# Old Haunter, New Member



## Phantom Scarecrow (Sep 27, 2011)

Hello! I'm currently a Stalker for a small amusement park's Halloween event, going on my fourth year. I worked in our volunteer fire company's haunted house while in high school, 20+ years ago, and designed and built their whole house in 1998. My mom was always into Halloween, and from a very early age encouraged us to make our own costumes. For our park's event, I wear up to 6 different costumes a night, but usually average 3 or 4. I have designed and built quite a lot of costumes and props. Here is an album of the costumes I currently use. I made all but the 3-eyed Mutant Stalkaround.


http://imgur.com/pfn

This year I gave the Exterminator a new outfit, including a "Brass" backpack tank, and a BugBomb prop. There's a video on Youtube, under "Bugsy the Exterminator". 
I'm looking forward to seeing all the great ideas you builders have come up with, and would be glad to share construction tips!


----------



## Frighteners Entertainment (Jan 24, 2006)

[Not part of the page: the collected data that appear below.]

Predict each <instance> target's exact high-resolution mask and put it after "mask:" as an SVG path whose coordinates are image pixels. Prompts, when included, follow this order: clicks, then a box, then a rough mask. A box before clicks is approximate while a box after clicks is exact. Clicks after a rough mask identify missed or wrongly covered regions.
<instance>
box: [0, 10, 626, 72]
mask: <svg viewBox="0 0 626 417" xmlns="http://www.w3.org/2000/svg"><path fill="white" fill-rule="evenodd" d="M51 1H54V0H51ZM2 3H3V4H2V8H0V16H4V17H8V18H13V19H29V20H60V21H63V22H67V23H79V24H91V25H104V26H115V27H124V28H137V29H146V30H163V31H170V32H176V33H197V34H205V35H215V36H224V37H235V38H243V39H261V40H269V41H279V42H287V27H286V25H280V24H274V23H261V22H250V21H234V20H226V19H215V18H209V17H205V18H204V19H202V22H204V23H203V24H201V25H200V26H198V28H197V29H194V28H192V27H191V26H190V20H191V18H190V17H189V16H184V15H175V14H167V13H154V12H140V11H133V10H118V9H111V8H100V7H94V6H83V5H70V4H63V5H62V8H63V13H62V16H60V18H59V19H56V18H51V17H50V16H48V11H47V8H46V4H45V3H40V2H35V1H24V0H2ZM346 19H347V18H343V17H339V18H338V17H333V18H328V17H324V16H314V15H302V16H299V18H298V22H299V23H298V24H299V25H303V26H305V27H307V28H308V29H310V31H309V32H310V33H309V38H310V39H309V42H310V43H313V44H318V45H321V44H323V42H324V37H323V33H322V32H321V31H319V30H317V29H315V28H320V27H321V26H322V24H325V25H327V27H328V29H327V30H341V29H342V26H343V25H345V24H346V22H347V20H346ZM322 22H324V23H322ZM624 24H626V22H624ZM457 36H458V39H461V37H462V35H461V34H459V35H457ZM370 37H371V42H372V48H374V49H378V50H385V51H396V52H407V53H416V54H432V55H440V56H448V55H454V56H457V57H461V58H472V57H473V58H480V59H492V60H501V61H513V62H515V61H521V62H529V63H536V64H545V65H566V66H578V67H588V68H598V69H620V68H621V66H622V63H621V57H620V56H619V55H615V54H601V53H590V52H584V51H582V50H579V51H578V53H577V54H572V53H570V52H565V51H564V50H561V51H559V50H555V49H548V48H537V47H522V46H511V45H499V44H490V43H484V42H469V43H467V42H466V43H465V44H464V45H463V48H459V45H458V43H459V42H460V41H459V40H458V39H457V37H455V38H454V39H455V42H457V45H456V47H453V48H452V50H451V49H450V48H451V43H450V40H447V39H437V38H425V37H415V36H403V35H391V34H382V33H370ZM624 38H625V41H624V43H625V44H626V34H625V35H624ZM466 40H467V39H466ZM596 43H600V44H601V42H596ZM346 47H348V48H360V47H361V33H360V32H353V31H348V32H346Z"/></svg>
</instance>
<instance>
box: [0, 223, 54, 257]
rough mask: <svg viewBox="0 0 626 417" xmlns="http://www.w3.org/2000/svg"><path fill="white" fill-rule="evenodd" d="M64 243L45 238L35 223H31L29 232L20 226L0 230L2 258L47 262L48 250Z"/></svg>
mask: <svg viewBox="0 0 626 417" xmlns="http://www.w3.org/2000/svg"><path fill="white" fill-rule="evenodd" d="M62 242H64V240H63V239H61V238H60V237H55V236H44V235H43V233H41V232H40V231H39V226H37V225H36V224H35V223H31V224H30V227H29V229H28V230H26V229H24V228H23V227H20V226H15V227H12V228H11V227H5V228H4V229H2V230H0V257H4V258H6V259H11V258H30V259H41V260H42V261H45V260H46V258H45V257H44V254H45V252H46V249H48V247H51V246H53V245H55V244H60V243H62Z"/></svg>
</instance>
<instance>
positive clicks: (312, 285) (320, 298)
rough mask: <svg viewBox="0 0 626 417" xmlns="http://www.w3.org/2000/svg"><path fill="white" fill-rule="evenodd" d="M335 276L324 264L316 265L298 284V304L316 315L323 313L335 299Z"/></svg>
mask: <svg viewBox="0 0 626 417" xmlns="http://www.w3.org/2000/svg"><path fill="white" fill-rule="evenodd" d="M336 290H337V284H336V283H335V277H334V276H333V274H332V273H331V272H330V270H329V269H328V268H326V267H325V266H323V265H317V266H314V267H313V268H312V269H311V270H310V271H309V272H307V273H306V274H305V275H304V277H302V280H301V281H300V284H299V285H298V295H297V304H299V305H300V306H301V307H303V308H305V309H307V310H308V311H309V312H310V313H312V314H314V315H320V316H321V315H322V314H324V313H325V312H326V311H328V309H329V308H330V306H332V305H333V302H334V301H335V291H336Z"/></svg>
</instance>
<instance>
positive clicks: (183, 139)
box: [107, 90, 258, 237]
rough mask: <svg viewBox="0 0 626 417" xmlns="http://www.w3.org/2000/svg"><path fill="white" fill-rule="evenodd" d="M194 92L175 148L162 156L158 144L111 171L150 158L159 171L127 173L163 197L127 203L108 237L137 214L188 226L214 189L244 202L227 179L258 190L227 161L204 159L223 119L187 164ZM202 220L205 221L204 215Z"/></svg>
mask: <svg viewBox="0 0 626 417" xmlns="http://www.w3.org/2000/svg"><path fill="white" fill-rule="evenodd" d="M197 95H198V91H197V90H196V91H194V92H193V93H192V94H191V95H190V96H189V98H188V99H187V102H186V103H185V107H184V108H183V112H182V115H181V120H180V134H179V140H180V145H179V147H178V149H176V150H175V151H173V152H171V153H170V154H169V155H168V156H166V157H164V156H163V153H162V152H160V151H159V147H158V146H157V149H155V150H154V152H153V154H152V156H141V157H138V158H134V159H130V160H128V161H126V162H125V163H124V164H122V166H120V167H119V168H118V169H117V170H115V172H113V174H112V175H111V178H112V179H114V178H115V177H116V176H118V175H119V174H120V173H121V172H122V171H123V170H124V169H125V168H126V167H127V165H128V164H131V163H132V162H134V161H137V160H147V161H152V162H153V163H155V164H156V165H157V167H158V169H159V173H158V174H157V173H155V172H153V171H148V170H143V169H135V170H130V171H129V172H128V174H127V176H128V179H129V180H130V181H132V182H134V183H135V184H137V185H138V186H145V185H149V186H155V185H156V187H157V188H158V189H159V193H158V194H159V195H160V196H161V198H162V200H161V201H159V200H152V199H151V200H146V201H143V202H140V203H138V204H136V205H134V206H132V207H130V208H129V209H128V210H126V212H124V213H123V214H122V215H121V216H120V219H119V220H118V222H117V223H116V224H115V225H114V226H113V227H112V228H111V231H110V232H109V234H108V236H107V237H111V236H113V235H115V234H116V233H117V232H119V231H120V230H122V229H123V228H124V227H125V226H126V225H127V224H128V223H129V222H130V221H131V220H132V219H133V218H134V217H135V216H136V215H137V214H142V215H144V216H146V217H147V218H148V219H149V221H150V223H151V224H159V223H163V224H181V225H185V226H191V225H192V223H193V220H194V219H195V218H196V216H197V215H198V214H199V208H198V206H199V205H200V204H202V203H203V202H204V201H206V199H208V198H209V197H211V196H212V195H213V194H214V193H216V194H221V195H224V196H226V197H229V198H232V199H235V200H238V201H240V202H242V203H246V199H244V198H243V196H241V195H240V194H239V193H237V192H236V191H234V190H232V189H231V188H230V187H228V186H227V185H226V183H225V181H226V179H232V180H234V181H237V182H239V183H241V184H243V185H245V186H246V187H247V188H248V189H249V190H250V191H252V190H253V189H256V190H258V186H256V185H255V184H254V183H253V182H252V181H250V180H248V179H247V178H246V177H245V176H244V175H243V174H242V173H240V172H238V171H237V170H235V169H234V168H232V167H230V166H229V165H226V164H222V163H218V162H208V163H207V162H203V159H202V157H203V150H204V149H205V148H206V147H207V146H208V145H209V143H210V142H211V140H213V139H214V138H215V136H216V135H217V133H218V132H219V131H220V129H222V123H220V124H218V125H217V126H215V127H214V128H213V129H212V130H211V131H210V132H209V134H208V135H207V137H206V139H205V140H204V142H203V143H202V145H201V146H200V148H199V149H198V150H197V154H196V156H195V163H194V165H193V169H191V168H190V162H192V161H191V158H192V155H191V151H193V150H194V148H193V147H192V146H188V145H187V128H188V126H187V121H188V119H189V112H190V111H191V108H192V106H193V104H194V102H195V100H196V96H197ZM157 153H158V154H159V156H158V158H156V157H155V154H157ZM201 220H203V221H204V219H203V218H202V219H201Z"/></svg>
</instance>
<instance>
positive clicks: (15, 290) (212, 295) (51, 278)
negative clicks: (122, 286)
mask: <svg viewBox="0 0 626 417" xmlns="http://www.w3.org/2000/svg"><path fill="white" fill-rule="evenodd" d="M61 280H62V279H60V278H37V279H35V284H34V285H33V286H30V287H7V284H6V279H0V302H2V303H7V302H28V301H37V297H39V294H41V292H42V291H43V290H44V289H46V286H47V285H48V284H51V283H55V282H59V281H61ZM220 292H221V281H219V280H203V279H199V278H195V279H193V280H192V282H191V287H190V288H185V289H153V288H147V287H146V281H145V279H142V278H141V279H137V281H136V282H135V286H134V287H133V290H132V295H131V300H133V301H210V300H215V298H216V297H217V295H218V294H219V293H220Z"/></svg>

ya not that old....but really close! lol

Welcome to HauntForum!


----------



## Evil Queen (Mar 8, 2008)




----------



## The Halloween Lady (Aug 18, 2010)




----------



## CreeepyCathy (Mar 28, 2009)

hey & welcome.


----------



## Dixie (Feb 18, 2009)

Great costumes, Phantom Scarecrow, I especially like the black winged creature at the bottom of the page. Can't wait to see more threads from you in the future! Welcome to HF!


----------



## hedg12 (Jul 6, 2008)

Welcome!


----------



## SPOOKY J (Nov 20, 2009)

Hello and Welcome!


----------



## Goblin (Jun 3, 2009)




----------



## Death's Door (Mar 22, 2006)

Hello and welcome to the forum!!!!


----------



## Hauntiholik (May 17, 2006)

Welcome to the forum!


----------



## scareme (Aug 29, 2006)

Hi and welcome! Love them costumes.


----------



## Lunatic (Oct 3, 2006)

Welcome to Haunt Forum!


----------



## MapThePlanet (Nov 12, 2010)

Welcome aboard!


----------



## fick209 (Aug 31, 2009)

Welcome!!!


----------



## stick (Jan 21, 2009)

Hello and welcome


----------